Photon parton distributions in nuclei and the EMC effect

TL;DR

This paper evaluates the photon contribution to nuclear structure functions and demonstrates that it accounts for most of the EMC effect at x ≤ 0.5, with minimal hadronic mechanism contribution, refining understanding of nuclear modifications.

Contribution

It provides a model-independent calculation of photon contributions to the EMC effect and clarifies their significance compared to hadronic mechanisms.

Findings

Photon contributions explain most of the EMC effect for x ≤ 0.5.

Hadronic mechanism contribution is less than 3% for all nuclei at these x values.

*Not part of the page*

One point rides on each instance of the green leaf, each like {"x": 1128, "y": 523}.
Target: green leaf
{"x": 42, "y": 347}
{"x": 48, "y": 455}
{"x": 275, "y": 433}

The A-dependence of the EMC effect at x > 0.5 is significantly altered.

Abstract

Photons as well as quarks and gluons are constituents of the infinite momentum frame (IMF) wave function of an energetic particle. They are mostly equivalent photons whose amplitude follows from the Lorentz transformation of the particle rest frame Coulomb field into the IMF and from the conservation of the electromagnetic current. We evaluate in a model independent way the dominant photon contribution \propto \alpha_{em}(Z^2/A^{4/3})\ln(1/R_{A}m_{N}x) to the nuclear structure functions as well as the term \propto \alpha_{em}Z/A. In addition we show that the definition of x consistent with the exact kinematics of eA scattering (with exact sum rules) works in the same direction as the nucleus field of equivalent photons. Combined, these effects account for the bulk of the EMC effect for x\le 0.5 where Fermi motion effects are small. In particular for these x the hadronic mechanism contribution to the EMC effect does not exceed \sim 3% for all nuclei. Also the A-dependence of the hadronic mechanism of the EMC effect for x > 0.5 is significantly modified.